Las imágenes continuaban Santiago y su nueva amante entrando en un hotel de lujo, rodeados de flashes y periodistas. Ella, con un vestido brillante que resaltaba cada curva de su juventud, sonreía como si hubiera conquistado el mundo. Y él… él la miraba con ternura. Una ternura que jamás mostró frente a las cámaras cuando estaba con Shaya.
“Mi reina”, había dicho el presentador al describirla. “La mujer que ha robado el corazón del magnate”.
Cada palabra era un latigazo.
Shaya retrocedió tambaleante. No podía seguir mirando, pero la pantalla parecía hipnotizarla. ¿Cómo podía él humillarla de esa forma? Apenas había firmado el divorcio. Apenas la había echado a la nieve como a una intrusa. Y ahora, ya coronaba a otra, más joven, más hermosa, como su nueva reina.
Sus lágrimas comenzaron a correr sin control.
Buscando escapar de la multitud invisible que la señalaba desde esa pantalla, caminó apresurada hasta encontrar un café barato, abierto aún a esas horas. Entró con pasos inseguros, dejando tras de sí un rastro de nieve derretida.
El lugar era modesto, con mesas de madera gastada y una máquina de café que hacía más ruido del necesario. Se sentó en un rincón, con la espalda encorvada, tratando de recuperar el aliento. A diferencia del otro cafe esta estaba abierta.
Pero incluso allí, la pesadilla la persiguió. Una televisión pequeña colgada en la pared transmitía el mismo noticiero. Y allí estaba de nuevo Santiago, sonriendo para el mundo mientras su amante recibía flores y elogios.
Shaya sintió cómo las miradas de los pocos clientes presentes se clavaban en ella. En su mente, todos sabían quién era, todos estaban comentando en silencio “Miren, esa es la ex esposa. La que fue reemplazada como un vestido viejo”.
El murmullo de voces ajenas se mezclaba con el zumbido de su propia vergüenza.
Se cubrió el rostro con ambas manos y lloró. Lloró con la garganta cerrada, con los hombros sacudidos por el peso de la traición.
Recordó cada palabra cruel que Santiago le había dicho horas atrás “Ya no eres nada. Todo me pertenece. Sal de mi vida”. Y ahora, esas palabras tenían un eco público, una confirmación frente al mundo.
Mientras se ahogaba en sus lágrimas, algo se quebraba dentro de ella.
El dolor era insoportable, pero bajo ese mar de sufrimiento, la chispa de rabia que había sentido antes comenzó a crecer. Si antes fue apenas un destello, ahora era una llama débil, pero constante.
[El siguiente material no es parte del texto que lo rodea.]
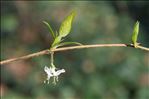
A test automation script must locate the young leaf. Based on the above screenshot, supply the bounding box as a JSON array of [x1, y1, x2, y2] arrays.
[[132, 21, 139, 48], [59, 12, 75, 37], [43, 21, 55, 38], [51, 36, 62, 48], [57, 42, 82, 47]]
Porque entendió algo con claridad aterradora: Santiago no solo quería librarse de ella. Quería destruirla. Quería borrar su existencia como si nunca hubiera sido parte de su imperio. Quería humillarla hasta el último rincón de la ciudad.
Y Shaya, temblando en aquel café barato, con las mejillas mojadas de lágrimas y la mirada perdida, comenzó a hacer un juramento silencioso.
No sabía cómo, no sabía cuándo, pero juró que un día él también sentiría frío. El frío de perderlo todo.
La transmisión en la televisión cambió a otra noticia irrelevante, pero para Shaya nada sería igual. Esa noche, bajo la tormenta, desterrada y humillada, nació algo nuevo en su interior.
No la esposa traicionada. No la mujer rota.
Sino la semilla de una reina oscura.
Una que no sería coronada por el amor de un hombre, sino por el poder de su propia venganza.
La nieve seguía cayendo sobre la ciudad. Afuera, el viento aullaba. Pero dentro de Shaya, el invierno ya no era solo dolor: era el comienzo de su transformación.